Wildfires raging in California’s wine country are “all combining into one,” Napa County’s fire chief said Friday as firefighters faced more dry, windy conditions.
Fire Chief Barry Biermann said he’s teaming up with the state’s fire protection agency to set up containment lines in “priority spots” in order to keep the fires from spreading.
He said firefighters gained some ground Friday, but could face challenging conditions in the coming days as low humidity and high winds are expected to return.
“Today, the weather is cooperating, but we are going to go back into red flag again,” he said. “And that’s going to be an issue that we will have to keep a close eye with low humidities and potentially wind for the next couple of days.”
Rescue workers in northern California are using cadaver-sniffing dogs to search for bodies in the ruins of homes burned to the ground by wildfires.
The fires north of San Francisco have killed 31 people since Sunday, while no one has yet heard from nearly half of the 900 people officially listed as missing.
Sonoma County Sheriff Robert Giordano said identifying fire victims is going to be hard.
“We have found bodies that are almost completely intact and we have found bodies that are nothing more than ash and bones. One of the ways we make IDs in those cases is through medical devices… where there is a piece of metal left from somebody’s surgery, like a hip replacement with an ID number on it.”

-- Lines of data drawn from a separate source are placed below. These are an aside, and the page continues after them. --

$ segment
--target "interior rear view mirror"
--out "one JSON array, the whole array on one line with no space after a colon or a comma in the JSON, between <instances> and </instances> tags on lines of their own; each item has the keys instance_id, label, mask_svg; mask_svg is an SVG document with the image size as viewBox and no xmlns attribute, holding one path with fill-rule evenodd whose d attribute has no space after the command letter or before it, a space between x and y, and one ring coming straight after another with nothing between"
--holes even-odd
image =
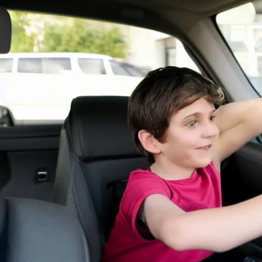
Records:
<instances>
[{"instance_id":1,"label":"interior rear view mirror","mask_svg":"<svg viewBox=\"0 0 262 262\"><path fill-rule=\"evenodd\" d=\"M9 13L0 7L0 54L7 54L11 48L12 24Z\"/></svg>"},{"instance_id":2,"label":"interior rear view mirror","mask_svg":"<svg viewBox=\"0 0 262 262\"><path fill-rule=\"evenodd\" d=\"M0 128L13 125L14 121L11 112L7 107L0 105Z\"/></svg>"}]
</instances>

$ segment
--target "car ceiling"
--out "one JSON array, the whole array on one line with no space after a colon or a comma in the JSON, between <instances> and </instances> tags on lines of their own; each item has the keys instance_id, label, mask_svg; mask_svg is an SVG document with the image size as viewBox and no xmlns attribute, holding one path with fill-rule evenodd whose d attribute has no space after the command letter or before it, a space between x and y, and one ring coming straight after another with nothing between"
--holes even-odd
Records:
<instances>
[{"instance_id":1,"label":"car ceiling","mask_svg":"<svg viewBox=\"0 0 262 262\"><path fill-rule=\"evenodd\" d=\"M3 0L1 5L17 9L110 20L170 32L170 22L188 31L204 17L247 3L243 0L56 0L44 3ZM173 32L173 29L171 30Z\"/></svg>"}]
</instances>

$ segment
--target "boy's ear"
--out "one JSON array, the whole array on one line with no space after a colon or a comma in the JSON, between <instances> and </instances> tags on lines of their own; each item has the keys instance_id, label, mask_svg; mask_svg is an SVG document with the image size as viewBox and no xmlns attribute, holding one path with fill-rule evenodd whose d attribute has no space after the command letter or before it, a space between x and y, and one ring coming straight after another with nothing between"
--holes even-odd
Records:
<instances>
[{"instance_id":1,"label":"boy's ear","mask_svg":"<svg viewBox=\"0 0 262 262\"><path fill-rule=\"evenodd\" d=\"M159 142L146 130L140 130L138 132L138 138L143 147L149 153L158 154L161 152L158 146Z\"/></svg>"}]
</instances>

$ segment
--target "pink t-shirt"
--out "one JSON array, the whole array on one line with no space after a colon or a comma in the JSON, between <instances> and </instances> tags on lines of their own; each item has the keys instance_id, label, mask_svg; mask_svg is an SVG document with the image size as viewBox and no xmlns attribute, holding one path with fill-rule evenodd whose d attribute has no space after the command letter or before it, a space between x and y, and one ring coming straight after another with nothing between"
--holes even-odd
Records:
<instances>
[{"instance_id":1,"label":"pink t-shirt","mask_svg":"<svg viewBox=\"0 0 262 262\"><path fill-rule=\"evenodd\" d=\"M222 206L220 176L212 163L180 180L165 180L149 169L134 171L123 195L103 262L197 262L213 254L204 250L177 251L158 240L141 236L137 213L145 199L154 194L165 195L186 212Z\"/></svg>"}]
</instances>

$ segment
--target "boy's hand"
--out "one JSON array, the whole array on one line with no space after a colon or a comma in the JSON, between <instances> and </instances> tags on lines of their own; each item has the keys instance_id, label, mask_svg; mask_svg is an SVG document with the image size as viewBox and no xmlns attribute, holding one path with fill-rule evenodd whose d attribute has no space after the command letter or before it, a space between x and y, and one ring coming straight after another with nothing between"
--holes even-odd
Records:
<instances>
[{"instance_id":1,"label":"boy's hand","mask_svg":"<svg viewBox=\"0 0 262 262\"><path fill-rule=\"evenodd\" d=\"M262 98L230 103L217 110L214 122L220 130L214 144L217 165L262 133Z\"/></svg>"},{"instance_id":2,"label":"boy's hand","mask_svg":"<svg viewBox=\"0 0 262 262\"><path fill-rule=\"evenodd\" d=\"M225 252L262 235L262 195L216 208L185 212L166 196L154 194L144 202L149 229L177 251Z\"/></svg>"}]
</instances>

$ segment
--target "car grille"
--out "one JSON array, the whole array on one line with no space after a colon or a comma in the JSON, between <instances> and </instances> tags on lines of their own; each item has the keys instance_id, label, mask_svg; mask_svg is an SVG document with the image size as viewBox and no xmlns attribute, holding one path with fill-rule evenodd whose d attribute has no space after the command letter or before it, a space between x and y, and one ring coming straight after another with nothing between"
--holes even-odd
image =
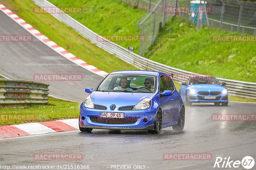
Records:
<instances>
[{"instance_id":1,"label":"car grille","mask_svg":"<svg viewBox=\"0 0 256 170\"><path fill-rule=\"evenodd\" d=\"M210 92L210 95L212 96L218 96L220 94L219 91L211 91Z\"/></svg>"},{"instance_id":2,"label":"car grille","mask_svg":"<svg viewBox=\"0 0 256 170\"><path fill-rule=\"evenodd\" d=\"M218 96L216 97L216 98L215 99L204 99L203 97L202 97L201 96L197 96L198 99L199 99L199 100L219 100L220 99L220 97L221 97L221 96Z\"/></svg>"},{"instance_id":3,"label":"car grille","mask_svg":"<svg viewBox=\"0 0 256 170\"><path fill-rule=\"evenodd\" d=\"M208 96L209 95L209 92L208 91L199 91L197 93L200 95Z\"/></svg>"},{"instance_id":4,"label":"car grille","mask_svg":"<svg viewBox=\"0 0 256 170\"><path fill-rule=\"evenodd\" d=\"M137 118L117 118L100 117L91 116L90 120L93 122L107 124L133 124L137 121Z\"/></svg>"},{"instance_id":5,"label":"car grille","mask_svg":"<svg viewBox=\"0 0 256 170\"><path fill-rule=\"evenodd\" d=\"M132 110L133 109L134 106L125 106L124 107L121 107L118 108L118 110Z\"/></svg>"},{"instance_id":6,"label":"car grille","mask_svg":"<svg viewBox=\"0 0 256 170\"><path fill-rule=\"evenodd\" d=\"M98 104L94 105L94 109L100 110L107 110L107 107L103 106L100 106Z\"/></svg>"}]
</instances>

Twenty-two fires were burning Thursday with firefighters partially containing just one. More than 75,000 hectares have burned so far, including some of northern California’s world famous vineyards and wineries. At least 3,500 homes and businesses are destroyed.
By Friday morning, California Department of Forestry and Fire Protection spokesman Scott McLean said the fires burning in Sonoma and Napa counties are about 22 percent contained.
All that remains of some neighborhoods are a few blackened chimneys, and charred trees, and burned-out cars.
About 8,000 firefighters from California and as far away as Canada and Australia are hard at work. The strong dry Santa Ana winds that blow down from the mountains every late summer and early fall are creating conditions that make their job extremely hard.
Authorities do not have an exact cause of the fires, but say anything from a downed power line to a thoughtlessly tossed cigarette could have started them.
Police blocked off many roads and prevented people from going into the destroyed neighborhoods, where some people said they no longer recognize streets and surroundings.
But Dave Larson, of Glen Ellen sneaked into his destroyed neighborhood to look for his cats and to see if any of his neighbors’ homes still stood. He knew his was gone.
“This to me is like a nuclear bomb went off,” Larson said near his home. “I’ve woken up the last two mornings, thinking it was maybe a dream but then I realized I have nothing. I have someone else’s clothes now. It’s bizarre having nothing.”
As he surveyed the damage, he marveled how some of his neighbors’ homes survived. He said he regretted that he hadn’t stayed, like his neighbors, standing on the roof with his hose and fighting the fire himself.
Larson’s classic car collection was a smoldering heap of metal. And his antiques were gone.
But he found something of sentimental value propped up against his melted flat screen TV— his grandfather’s 100 year-old rifle, a memento from World War Two. The gun, covered in soot and ash, looked like a burnt stick, although its bayonet was still intact. Larson said he wished he had grabbed the gun as he left.